Image used under a Creative Commons license courtesy of popculturegeek.com.

So, I went to see Kick-Ass last night.  It's about as violent and exaggerated as you'd expect.  Roger Ebert's basically right about the extent to which the movie lacks a moral compass.  As my friend Alex Remington pointed out to me when we walked out of the theater, it's not clear how pain works in the world, much less the extent to which it's okay, rather than simply aesthetic, to kill bad guys.  Aaron Johnson is a bit of a blank spot in the midst of the movie, which is okay since he's at least a likable blank.

And in spite of those considerable flaws, I enjoyed it.  Kick-Ass may be the best father-daughter movie I've seen in years.  In most movies with strong father-daughter relationships, the father is a protector, the daughter an alien but loveable creature.  The conflict comes about when her father needs to let go of her, frequently in the form of giving her away, either formally in marriage, or simply by granting her independence.

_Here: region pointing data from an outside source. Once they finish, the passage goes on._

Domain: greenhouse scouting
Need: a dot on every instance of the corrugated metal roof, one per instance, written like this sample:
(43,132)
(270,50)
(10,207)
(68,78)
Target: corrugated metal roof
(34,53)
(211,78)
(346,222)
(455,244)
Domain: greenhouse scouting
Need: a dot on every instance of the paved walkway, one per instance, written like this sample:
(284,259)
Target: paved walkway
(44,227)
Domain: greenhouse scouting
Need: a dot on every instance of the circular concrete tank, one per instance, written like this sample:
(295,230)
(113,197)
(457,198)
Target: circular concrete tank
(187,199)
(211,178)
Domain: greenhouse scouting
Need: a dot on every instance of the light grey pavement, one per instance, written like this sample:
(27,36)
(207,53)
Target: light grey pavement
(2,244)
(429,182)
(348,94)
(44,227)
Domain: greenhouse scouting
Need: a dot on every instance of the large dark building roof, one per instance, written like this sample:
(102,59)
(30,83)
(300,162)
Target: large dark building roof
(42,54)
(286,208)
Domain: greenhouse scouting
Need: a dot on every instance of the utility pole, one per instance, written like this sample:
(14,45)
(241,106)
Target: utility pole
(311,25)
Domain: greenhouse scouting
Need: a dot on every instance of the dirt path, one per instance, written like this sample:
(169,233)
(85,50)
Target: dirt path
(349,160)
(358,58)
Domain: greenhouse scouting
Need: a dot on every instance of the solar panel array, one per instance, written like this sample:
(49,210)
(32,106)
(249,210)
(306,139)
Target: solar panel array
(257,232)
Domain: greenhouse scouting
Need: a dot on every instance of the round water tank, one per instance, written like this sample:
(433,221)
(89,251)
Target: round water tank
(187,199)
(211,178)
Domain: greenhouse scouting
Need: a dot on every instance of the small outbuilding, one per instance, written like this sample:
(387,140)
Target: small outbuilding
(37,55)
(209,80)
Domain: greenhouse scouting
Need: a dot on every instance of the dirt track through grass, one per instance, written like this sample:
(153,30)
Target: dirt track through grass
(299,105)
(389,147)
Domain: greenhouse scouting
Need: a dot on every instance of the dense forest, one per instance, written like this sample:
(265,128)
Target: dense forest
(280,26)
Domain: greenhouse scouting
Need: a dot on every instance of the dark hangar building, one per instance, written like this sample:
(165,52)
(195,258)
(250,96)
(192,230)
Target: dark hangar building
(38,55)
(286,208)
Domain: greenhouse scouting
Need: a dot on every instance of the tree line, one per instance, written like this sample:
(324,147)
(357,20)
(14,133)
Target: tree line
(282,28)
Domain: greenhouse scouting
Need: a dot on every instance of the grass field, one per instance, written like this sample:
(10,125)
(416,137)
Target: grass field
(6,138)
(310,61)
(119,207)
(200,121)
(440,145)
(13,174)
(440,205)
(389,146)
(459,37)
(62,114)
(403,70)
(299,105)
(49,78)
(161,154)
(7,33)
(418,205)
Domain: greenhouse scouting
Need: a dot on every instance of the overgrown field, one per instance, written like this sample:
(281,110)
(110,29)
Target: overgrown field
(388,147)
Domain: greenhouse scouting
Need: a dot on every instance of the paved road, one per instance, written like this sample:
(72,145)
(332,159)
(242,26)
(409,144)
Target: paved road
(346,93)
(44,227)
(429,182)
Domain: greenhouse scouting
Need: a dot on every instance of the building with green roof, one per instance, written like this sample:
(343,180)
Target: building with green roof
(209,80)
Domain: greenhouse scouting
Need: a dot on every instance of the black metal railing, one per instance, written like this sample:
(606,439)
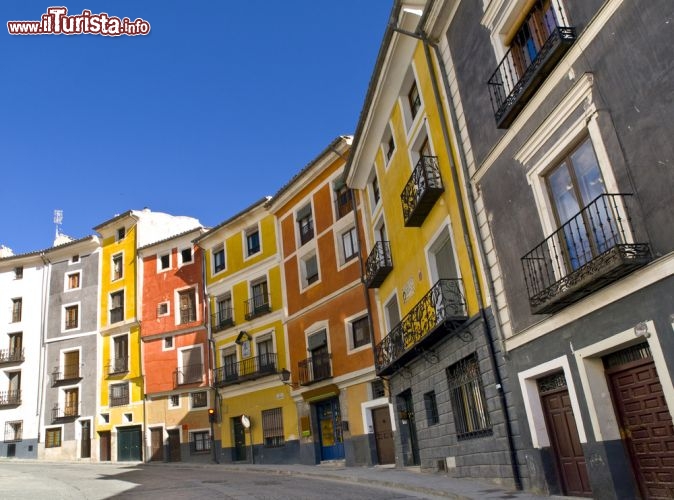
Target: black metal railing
(594,248)
(189,374)
(257,306)
(66,372)
(444,304)
(314,369)
(11,355)
(528,62)
(247,369)
(423,188)
(306,231)
(378,265)
(65,412)
(9,398)
(118,365)
(222,319)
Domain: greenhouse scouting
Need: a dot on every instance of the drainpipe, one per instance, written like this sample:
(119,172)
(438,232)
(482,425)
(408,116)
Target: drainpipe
(464,227)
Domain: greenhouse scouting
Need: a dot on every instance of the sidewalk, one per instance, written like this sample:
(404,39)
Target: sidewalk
(435,484)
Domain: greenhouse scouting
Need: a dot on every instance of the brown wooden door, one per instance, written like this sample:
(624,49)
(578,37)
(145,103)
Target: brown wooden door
(157,444)
(105,451)
(174,445)
(565,443)
(646,426)
(383,435)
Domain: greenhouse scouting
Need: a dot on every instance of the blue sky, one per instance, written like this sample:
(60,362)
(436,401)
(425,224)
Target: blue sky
(218,106)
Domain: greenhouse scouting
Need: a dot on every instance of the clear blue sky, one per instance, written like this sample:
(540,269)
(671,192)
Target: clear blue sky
(218,106)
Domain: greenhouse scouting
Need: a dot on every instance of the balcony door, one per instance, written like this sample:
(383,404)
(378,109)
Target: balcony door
(573,185)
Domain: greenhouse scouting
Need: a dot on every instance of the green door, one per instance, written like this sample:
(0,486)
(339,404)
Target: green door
(129,441)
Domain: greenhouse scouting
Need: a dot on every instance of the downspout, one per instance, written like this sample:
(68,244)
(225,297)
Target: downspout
(464,227)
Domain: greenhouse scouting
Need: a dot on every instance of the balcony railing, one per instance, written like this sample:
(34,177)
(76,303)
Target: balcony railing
(10,398)
(190,374)
(442,310)
(118,365)
(315,368)
(66,373)
(594,248)
(248,369)
(222,319)
(65,412)
(378,265)
(514,82)
(422,190)
(11,356)
(257,306)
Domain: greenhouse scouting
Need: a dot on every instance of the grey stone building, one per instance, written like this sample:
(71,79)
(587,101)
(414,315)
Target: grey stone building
(561,110)
(70,350)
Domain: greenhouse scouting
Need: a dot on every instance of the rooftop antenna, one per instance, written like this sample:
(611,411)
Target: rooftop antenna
(58,220)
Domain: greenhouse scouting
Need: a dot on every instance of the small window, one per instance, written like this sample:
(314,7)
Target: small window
(117,267)
(200,442)
(52,438)
(218,258)
(165,262)
(431,405)
(199,399)
(174,401)
(272,428)
(74,281)
(186,255)
(163,309)
(360,332)
(350,244)
(309,270)
(71,317)
(252,241)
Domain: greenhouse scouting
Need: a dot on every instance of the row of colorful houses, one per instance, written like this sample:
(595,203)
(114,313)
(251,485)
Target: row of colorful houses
(477,283)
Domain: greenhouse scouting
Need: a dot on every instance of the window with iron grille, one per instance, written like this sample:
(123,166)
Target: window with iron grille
(52,438)
(431,405)
(471,418)
(13,431)
(272,428)
(119,394)
(200,442)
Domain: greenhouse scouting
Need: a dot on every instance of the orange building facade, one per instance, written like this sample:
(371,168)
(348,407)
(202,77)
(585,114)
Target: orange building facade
(329,330)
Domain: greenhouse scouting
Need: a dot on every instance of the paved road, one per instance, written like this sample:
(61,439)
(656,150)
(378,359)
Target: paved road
(50,480)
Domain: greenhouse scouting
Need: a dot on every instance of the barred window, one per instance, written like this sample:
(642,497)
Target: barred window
(272,428)
(471,418)
(52,438)
(200,442)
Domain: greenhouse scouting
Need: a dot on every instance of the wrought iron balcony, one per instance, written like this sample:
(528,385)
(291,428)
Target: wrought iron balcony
(594,248)
(524,67)
(441,311)
(66,373)
(10,398)
(65,412)
(118,365)
(378,265)
(190,374)
(11,356)
(248,369)
(257,306)
(222,319)
(422,190)
(314,369)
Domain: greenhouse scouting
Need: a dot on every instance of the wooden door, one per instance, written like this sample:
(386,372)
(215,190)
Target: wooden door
(646,426)
(157,444)
(561,427)
(383,435)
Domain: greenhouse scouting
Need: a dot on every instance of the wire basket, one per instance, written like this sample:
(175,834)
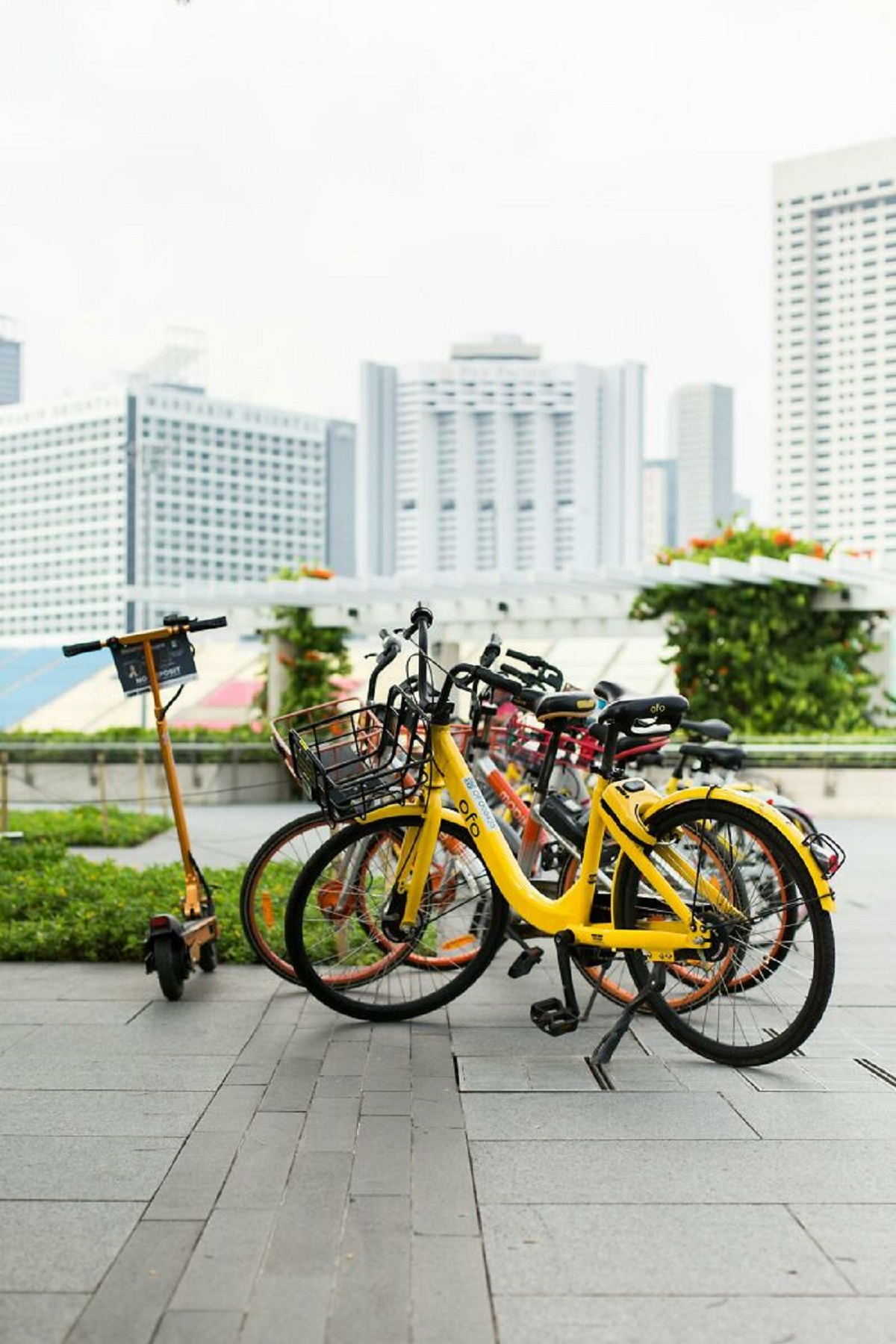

Kick-Ass is not that kind of movie.  Instead, it's a movie about a father and daughter working in tandem, finding that their minds work the same way.  Maybe Nicolas Cage is brainwashing Chloe Moretz, and the lack of discussions about the mayhem they commit is troubling, but it didn't feel like she was a dupe--rather, he brought out something in her that was already there.  I think it's rare in the movies, if not in real life, for fathers and daughters to look at each other and recognize themselves, but Cage and Moretz make it feel entirely natural.  From the first moment, when he's teaching her how to take a bullet in a vest in the abandoned foundation of an office building, they have tremendous chemistry together.  The dialogue's unforced, the profanity (about which much has been made) actually feels like an authentic expression of intimacy, an unfiltered way that people who are very comfortable around each other speak to each other. In fact, I was a little annoyed when Mark Strong's villian remarks to Moretz's Hit-Girl "I wish I had a son like you," as if she's playing some kind of male substitute, when throughout the movie, despite her fondness for sophisticated weaponry, she's very much a little girl.

It's another fine entry in Cage's string of idiosyncratic father- or big-brother roles.  I loved him in Matchstick Men, where he plays a phobic con man who begins to get his life together when his daughter, played by Alison Lohman, appears in his life.  And he's also very good as the arms-dealing older brother of Jared Leto in Lord of War.  He's very good at playing someone who is providing horribly warped guidance, while clearly doing it entirely out of love and a sense that it's the right thing.  It's a weird expertise for an actor to have, I suppose.  But it provides a compelling mirror for the real challenges of parenting.